Using iText you won't be able to (trivially, at least) combine iText elements (i.e. Paragraph, Phrase, Chunk and so on) with the generated HTML. You can hack your way out of this by using the ContentByte's addTemplate method and generating the HTML to this template.
If you on the other hand want to stamp the generated HTML with something like watermarks, dates or the like, you can do this using iText.

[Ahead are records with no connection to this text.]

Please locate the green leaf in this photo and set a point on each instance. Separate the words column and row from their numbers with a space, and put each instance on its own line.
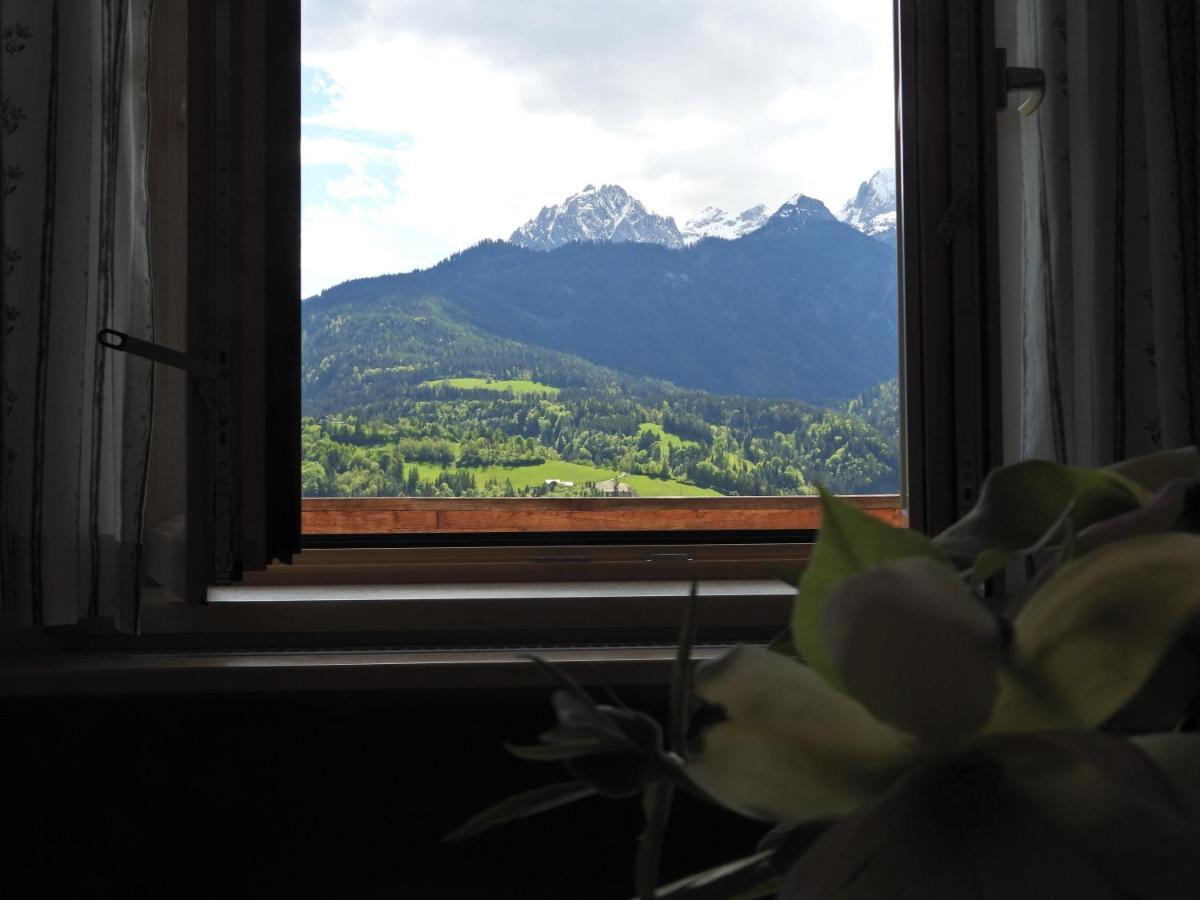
column 850, row 543
column 1019, row 503
column 1092, row 635
column 748, row 879
column 529, row 803
column 1155, row 471
column 913, row 646
column 987, row 564
column 790, row 748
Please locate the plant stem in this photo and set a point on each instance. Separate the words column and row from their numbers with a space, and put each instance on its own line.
column 657, row 803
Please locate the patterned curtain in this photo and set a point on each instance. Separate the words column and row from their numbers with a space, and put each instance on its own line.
column 1110, row 295
column 76, row 419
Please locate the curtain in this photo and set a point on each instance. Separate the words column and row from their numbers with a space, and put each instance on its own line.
column 76, row 418
column 1110, row 323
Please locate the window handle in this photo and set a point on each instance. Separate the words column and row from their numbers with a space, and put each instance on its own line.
column 207, row 375
column 1019, row 78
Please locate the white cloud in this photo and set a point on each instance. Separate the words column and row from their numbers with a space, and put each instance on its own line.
column 479, row 113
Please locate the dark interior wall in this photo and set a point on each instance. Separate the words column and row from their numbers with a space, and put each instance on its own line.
column 312, row 796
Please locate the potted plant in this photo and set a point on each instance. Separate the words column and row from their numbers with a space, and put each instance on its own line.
column 921, row 730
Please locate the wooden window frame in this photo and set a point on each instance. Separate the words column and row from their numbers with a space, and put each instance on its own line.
column 243, row 509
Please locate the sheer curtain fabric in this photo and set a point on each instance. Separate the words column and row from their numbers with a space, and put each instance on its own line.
column 76, row 418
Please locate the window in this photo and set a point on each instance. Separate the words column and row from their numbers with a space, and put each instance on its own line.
column 604, row 348
column 241, row 510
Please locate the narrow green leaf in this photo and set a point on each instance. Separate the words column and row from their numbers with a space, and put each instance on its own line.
column 1092, row 635
column 850, row 541
column 987, row 564
column 1156, row 471
column 564, row 749
column 783, row 643
column 564, row 681
column 681, row 679
column 748, row 879
column 529, row 803
column 790, row 748
column 1021, row 502
column 657, row 803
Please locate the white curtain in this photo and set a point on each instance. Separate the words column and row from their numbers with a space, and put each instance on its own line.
column 1110, row 315
column 76, row 419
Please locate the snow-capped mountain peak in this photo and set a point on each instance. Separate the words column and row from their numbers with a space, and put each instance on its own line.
column 873, row 210
column 801, row 209
column 605, row 214
column 715, row 222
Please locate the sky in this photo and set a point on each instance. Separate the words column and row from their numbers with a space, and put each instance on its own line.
column 429, row 125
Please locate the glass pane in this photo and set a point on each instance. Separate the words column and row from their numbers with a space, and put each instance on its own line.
column 598, row 250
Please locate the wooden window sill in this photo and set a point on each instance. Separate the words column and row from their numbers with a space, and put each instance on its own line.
column 457, row 516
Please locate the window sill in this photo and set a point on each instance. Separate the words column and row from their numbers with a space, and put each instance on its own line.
column 75, row 673
column 477, row 615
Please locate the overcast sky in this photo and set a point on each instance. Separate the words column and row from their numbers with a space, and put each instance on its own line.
column 429, row 125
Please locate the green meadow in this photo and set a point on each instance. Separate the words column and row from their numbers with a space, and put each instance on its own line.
column 523, row 477
column 489, row 384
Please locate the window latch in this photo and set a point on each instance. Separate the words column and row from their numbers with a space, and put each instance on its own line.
column 205, row 375
column 1019, row 78
column 955, row 215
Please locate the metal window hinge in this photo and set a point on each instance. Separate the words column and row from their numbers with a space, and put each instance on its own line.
column 207, row 376
column 1018, row 78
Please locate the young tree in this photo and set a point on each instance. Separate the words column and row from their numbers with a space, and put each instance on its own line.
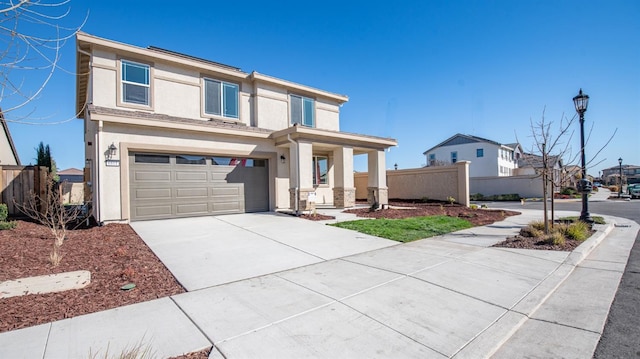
column 49, row 211
column 553, row 147
column 32, row 33
column 44, row 158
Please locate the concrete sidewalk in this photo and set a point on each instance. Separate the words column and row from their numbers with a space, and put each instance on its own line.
column 449, row 296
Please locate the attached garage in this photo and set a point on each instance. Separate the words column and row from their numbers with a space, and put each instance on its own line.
column 170, row 186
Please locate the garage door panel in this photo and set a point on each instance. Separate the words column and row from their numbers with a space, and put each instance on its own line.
column 191, row 192
column 227, row 207
column 166, row 189
column 153, row 211
column 153, row 193
column 152, row 176
column 192, row 208
column 184, row 176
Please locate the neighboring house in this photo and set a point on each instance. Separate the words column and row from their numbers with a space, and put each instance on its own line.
column 170, row 135
column 488, row 158
column 72, row 175
column 630, row 174
column 8, row 153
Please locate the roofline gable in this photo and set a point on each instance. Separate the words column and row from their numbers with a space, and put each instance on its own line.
column 470, row 137
column 11, row 144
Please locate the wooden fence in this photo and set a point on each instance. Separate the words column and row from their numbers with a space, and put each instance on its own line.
column 18, row 182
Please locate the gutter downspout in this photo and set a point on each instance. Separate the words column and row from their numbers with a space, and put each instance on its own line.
column 95, row 181
column 297, row 171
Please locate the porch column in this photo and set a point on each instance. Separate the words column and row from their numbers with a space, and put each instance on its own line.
column 344, row 191
column 377, row 190
column 301, row 175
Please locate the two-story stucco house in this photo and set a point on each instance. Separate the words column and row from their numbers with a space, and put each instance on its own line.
column 488, row 158
column 170, row 135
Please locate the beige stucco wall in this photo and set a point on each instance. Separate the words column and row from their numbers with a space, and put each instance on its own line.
column 439, row 183
column 177, row 91
column 528, row 186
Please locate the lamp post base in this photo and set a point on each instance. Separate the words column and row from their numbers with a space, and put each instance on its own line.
column 584, row 215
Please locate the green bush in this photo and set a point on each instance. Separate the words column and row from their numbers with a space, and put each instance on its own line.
column 8, row 225
column 555, row 238
column 578, row 231
column 495, row 197
column 4, row 212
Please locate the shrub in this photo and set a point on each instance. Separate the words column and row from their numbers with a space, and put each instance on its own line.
column 531, row 231
column 8, row 225
column 4, row 212
column 539, row 225
column 555, row 238
column 578, row 231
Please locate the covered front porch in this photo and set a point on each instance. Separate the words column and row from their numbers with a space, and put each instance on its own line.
column 318, row 165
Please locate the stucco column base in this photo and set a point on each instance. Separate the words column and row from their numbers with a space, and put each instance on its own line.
column 378, row 194
column 303, row 199
column 344, row 197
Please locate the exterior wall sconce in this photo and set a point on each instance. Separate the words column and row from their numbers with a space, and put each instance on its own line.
column 113, row 150
column 110, row 156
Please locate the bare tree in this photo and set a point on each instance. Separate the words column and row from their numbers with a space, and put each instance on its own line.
column 553, row 147
column 33, row 33
column 50, row 211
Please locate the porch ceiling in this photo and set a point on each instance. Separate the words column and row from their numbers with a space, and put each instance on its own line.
column 325, row 140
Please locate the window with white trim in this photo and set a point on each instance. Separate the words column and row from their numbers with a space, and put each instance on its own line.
column 221, row 98
column 135, row 82
column 302, row 110
column 320, row 170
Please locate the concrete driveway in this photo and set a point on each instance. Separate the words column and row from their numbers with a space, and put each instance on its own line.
column 202, row 252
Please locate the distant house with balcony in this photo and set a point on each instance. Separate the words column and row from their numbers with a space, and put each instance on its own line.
column 630, row 174
column 488, row 158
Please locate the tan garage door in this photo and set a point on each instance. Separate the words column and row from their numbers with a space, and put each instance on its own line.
column 170, row 186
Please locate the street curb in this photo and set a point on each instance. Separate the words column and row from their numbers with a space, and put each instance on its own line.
column 485, row 344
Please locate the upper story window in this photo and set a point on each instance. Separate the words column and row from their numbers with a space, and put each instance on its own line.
column 135, row 83
column 221, row 98
column 302, row 110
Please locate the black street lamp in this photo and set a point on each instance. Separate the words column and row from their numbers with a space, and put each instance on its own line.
column 581, row 102
column 620, row 188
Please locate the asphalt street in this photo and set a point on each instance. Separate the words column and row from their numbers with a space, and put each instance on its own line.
column 621, row 336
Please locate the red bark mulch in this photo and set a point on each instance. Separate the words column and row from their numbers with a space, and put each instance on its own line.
column 114, row 254
column 477, row 217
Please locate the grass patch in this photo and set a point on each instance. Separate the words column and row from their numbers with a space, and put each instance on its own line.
column 571, row 219
column 407, row 229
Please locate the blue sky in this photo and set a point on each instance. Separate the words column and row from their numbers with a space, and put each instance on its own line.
column 416, row 71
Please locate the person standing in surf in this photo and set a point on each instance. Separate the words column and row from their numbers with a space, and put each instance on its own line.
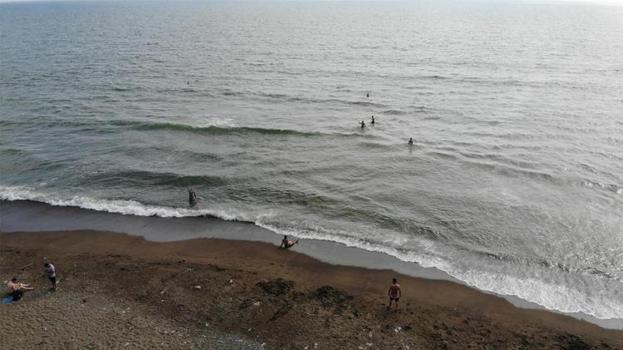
column 192, row 196
column 394, row 293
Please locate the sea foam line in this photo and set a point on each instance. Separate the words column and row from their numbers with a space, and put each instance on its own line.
column 551, row 296
column 116, row 206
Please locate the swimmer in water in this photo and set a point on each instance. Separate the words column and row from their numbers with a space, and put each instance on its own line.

So bottom line: You can't trivially integrate the rendered HTML in other pdf generating contexts, but you can render HTML directly to a blank PDF document.
Use itext libray:
Here is the sample code. It is working perfectly fine:
String htmlFilePath = filePath + ".html";
String pdfFilePath = filePath + ".pdf";
// create an html file on given file path
Writer unicodeFileWriter = new OutputStreamWriter(new FileOutputStream(htmlFilePath), "UTF-8");
unicodeFileWriter.write(document.toString());
unicodeFileWriter.close();
ConverterProperties properties = new ConverterProperties();
properties.setCharset("UTF-8");
if (url.contains(".kr") || url.contains(".tw") || url.contains(".cn") || url.contains(".jp")) {
properties.setFontProvider(new DefaultFontProvider(false, false, true));
}
// convert the html file to pdf file.
HtmlConverter.convertToPdf(new File(htmlFilePath), new File(pdfFilePath), properties);
Maven dependencies
<dependency>
<groupId>com.itextpdf</groupId>
<artifactId>itext7-core</artifactId>
<version>7.1.6</version>
<type>pom</type>
</dependency>
<dependency>
<groupId>com.itextpdf</groupId>
<artifactId>html2pdf</artifactId>
<version>2.1.3</version>
</dependency>
Use iText's HTMLWorker
Example
When I needed HTML to PDF conversion earlier this year, I tried the trial of Winnovative HTML to PDF converter (I think ExpertPDF is the same product, too). It worked great so we bought a license at that company. I don't go into it too in depth after that.